Periodic Reporting for period 1 - SFM4VOT (Building a computational basis for the brain response in the left ventral occipito-temporal cortex: Understanding the Sparse Familiarity Model of visual word recognition)
Berichtszeitraum: 2016-04-01 bis 2018-03-31
The core cognitive process implemented in our computational model (originally the sparse familiarity model: SFM, now the lexical categorization model: LCM; Gagl, Richlan, Ludersdorfer, Sassenhagen, & Fiebach, 2016) is the categorization of letter strings in meaningful or meaningless. In work package 1 (WP1) the objective was to investigate how the lexical categorization process is influenced by learning and in WP2 the objective was the generalization of the lexical categorization process to other image categories like faces or objects, which are all known to be processed in the ventral part of the temporal cortex.
In the second study of WP1, I (in cooperation with research assistant Klara Gregorova) realized two extensive intervention studies investigating if an LCM based training increases reading speed for second language learners (Gregorova & Gagl, in preparation). Here we implemented one experiment with an assessment of reading speed before training, three sessions of lexical categorization training (45 min), and an assessment of reading speed afterward (25 participants included). In the second experiment, we paired the lexical categorization training with a phonics training, currently the only effective training for dyslexia, in a randomized controlled trial (32 participants included in both interventions). Both studies showed transfer effects of the intervention to reading speed indicating the potential of the training.
In WP2, the objective was to evaluate if the core process of the LCM generalizes to other visual stimuli. Central to the implementation of the LCM for words is the estimation of a similarity index, now realized on the basis of the orthographic Levenshtein distance (Yarkoni, Balota, & Yap, 2008), which cannot be estimated for other visual stimuli. To bypass this issue, we originally planned to study generalization using a noise manipulation for words and other visual stimuli like faces. Instead, we decided to implement an image-based similarity index, with the potential for generalization, generating an explicit mechanistic explanation. For WP2, I (in cooperation with Jona Sassenhagen, Sophia Haan, Fabio Richlan, and Christian Fiebach), therefore, implemented a second computational model, the visual-orthographic prediction model (VOP), which allows realizing an orthographic similarity measure based on the images of words only (Gagl et al., submitted). In the study, we implemented and evaluated the VOP model with four behavioral studies (87 measured participants and open data from English and French), one fMRI (39 measured participants) and one EEG study (31 measured participants) both investigating brain activation. In addition, we conducted a first generalization investigation by showing that the VOP model, typically realized with computerized scripts, can be used to index the readability of handwritten scripts (48 participants).

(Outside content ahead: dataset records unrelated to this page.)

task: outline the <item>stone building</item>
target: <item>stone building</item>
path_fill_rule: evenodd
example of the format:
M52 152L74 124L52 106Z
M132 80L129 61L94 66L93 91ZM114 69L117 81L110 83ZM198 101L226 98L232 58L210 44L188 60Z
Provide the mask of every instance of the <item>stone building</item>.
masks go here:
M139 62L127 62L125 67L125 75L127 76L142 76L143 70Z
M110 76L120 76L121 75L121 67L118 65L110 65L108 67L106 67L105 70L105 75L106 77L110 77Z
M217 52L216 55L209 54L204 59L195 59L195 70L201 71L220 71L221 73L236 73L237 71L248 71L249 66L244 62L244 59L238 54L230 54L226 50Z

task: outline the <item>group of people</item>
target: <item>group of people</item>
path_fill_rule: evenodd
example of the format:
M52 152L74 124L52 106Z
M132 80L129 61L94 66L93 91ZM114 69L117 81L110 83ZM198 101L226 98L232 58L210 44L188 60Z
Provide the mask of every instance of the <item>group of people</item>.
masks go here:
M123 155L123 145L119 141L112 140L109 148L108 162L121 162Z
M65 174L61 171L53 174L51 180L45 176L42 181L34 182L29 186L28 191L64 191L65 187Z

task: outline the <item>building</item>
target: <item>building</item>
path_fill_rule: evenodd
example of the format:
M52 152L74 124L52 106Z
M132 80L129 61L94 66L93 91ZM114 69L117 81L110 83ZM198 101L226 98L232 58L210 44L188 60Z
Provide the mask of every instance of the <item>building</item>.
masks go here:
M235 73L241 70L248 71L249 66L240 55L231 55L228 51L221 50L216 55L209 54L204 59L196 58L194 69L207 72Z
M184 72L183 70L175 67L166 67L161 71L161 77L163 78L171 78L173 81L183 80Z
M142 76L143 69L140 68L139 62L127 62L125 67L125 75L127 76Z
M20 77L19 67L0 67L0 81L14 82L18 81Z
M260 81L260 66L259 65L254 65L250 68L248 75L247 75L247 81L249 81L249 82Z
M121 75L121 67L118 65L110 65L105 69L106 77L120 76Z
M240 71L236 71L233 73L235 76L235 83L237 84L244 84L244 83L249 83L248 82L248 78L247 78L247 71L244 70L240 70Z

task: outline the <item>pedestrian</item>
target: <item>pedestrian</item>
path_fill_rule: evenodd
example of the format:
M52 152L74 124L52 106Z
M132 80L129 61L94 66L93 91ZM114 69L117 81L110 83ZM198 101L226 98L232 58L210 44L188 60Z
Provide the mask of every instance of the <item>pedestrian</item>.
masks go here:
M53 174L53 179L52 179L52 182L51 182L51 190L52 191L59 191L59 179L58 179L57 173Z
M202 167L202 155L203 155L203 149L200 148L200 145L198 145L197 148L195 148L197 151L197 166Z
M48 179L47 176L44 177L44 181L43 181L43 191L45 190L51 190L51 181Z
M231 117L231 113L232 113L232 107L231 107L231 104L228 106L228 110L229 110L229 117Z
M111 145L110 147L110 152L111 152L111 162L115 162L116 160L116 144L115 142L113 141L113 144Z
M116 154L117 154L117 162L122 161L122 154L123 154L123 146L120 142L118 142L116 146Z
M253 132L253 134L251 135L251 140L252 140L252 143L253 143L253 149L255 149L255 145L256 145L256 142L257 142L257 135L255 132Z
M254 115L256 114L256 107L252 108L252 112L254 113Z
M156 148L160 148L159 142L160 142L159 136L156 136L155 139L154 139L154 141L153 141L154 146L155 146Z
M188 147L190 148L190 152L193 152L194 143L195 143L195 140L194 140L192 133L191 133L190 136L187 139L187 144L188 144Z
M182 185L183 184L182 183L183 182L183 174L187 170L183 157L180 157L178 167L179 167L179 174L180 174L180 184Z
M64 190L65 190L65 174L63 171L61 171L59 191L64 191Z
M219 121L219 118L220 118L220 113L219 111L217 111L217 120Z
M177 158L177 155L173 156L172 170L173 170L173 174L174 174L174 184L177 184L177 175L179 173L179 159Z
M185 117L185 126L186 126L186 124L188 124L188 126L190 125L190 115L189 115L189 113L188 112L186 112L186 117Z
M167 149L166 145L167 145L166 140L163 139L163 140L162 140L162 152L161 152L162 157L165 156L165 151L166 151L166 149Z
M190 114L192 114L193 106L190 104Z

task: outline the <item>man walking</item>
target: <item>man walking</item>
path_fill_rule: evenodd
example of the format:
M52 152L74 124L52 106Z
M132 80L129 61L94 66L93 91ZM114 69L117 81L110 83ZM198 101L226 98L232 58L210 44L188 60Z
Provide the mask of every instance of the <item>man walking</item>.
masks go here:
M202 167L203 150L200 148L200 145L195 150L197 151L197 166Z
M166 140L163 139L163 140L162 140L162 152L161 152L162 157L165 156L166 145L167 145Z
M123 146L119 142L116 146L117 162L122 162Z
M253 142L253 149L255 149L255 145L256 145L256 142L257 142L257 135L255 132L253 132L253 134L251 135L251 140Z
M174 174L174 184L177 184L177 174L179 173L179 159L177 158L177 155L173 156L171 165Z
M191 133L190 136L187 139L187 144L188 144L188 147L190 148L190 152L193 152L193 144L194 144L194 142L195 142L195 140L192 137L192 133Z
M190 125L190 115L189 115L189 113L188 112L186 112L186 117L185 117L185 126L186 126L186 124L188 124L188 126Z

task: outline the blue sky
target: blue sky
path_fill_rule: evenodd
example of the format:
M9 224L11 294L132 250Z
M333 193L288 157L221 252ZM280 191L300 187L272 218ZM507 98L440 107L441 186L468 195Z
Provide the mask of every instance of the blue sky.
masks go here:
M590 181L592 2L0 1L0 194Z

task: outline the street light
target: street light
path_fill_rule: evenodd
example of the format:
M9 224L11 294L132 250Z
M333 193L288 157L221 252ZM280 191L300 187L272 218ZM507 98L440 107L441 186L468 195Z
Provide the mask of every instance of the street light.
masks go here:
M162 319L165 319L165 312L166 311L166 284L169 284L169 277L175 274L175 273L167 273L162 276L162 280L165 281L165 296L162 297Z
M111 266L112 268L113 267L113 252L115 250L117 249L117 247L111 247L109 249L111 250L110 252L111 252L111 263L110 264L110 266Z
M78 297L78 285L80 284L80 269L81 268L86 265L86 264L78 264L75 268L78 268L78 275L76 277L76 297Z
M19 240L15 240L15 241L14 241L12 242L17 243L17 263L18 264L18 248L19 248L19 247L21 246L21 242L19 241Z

Beyond this, the processes described in the models (lexical categorization and sensory information optimization) provide a better understanding of the visual word recognition process. Hence, all proposed processes generate new hypotheses for treatment and diagnostics of slow reading. This is especially important as current evidence from treatment approaches (Galuschka, Ise, Krick, & Schulte-Körne, 2014) suggests that only one treatment approach was found effective with only a small effect size. The implementation of a promising intervention on the basis of lexical categorization (Gregorova & Gagl, in preparation) is the first step towards a neurocognitively motivated training approach of orthographic processing. Currently, we focus on second language learners, a large and growing group of individuals, and plan to adopt the approach for young readers at the beginning of literacy acquisition. The wider impact of an efficient diagnostic and treatment program is that higher reading skills increase information processing skills of slow readers. This is critical for daily life decisions at work and elsewhere since these are based only on the available information which is limited when the individual capacities, one being the speed of reading, are low.
References
Eisenhauer, S., Fiebach, C. J., & Gagl, B. (2018). Dissociable prelexical and lexical contributions to visual word recognition and priming: Evidence from MEG and behavior. BioRxiv, 410795.
Gagl, B., Richlan, F., Ludersdorfer, P., Sassenhagen, J., & Fiebach, C. J. (2016). The lexical categorization model: A computational model of left ventral occipito-temporal cortex activation in visual word recognition. BioRxiv, 085332.
Gagl, B., Sassenhagen, J., Haan, S., Richlan, F., & Fiebach, C. J. (submitted). Visual word recognition relies on a sensory prediction error signal.
Galuschka, K., Ise, E., Krick, K., & Schulte-Körne, G. (2014). PLOS ONE, 9(2), e89900.
Gregorova, K., & Gagl, B. (in preparation). Lexical categorization training is successful in increasing reading speed of L2-German readers.
Yarkoni, T., Balota, D., & Yap, M. (2008). Psychonomic Bulletin & Review, 15(5), 971–979.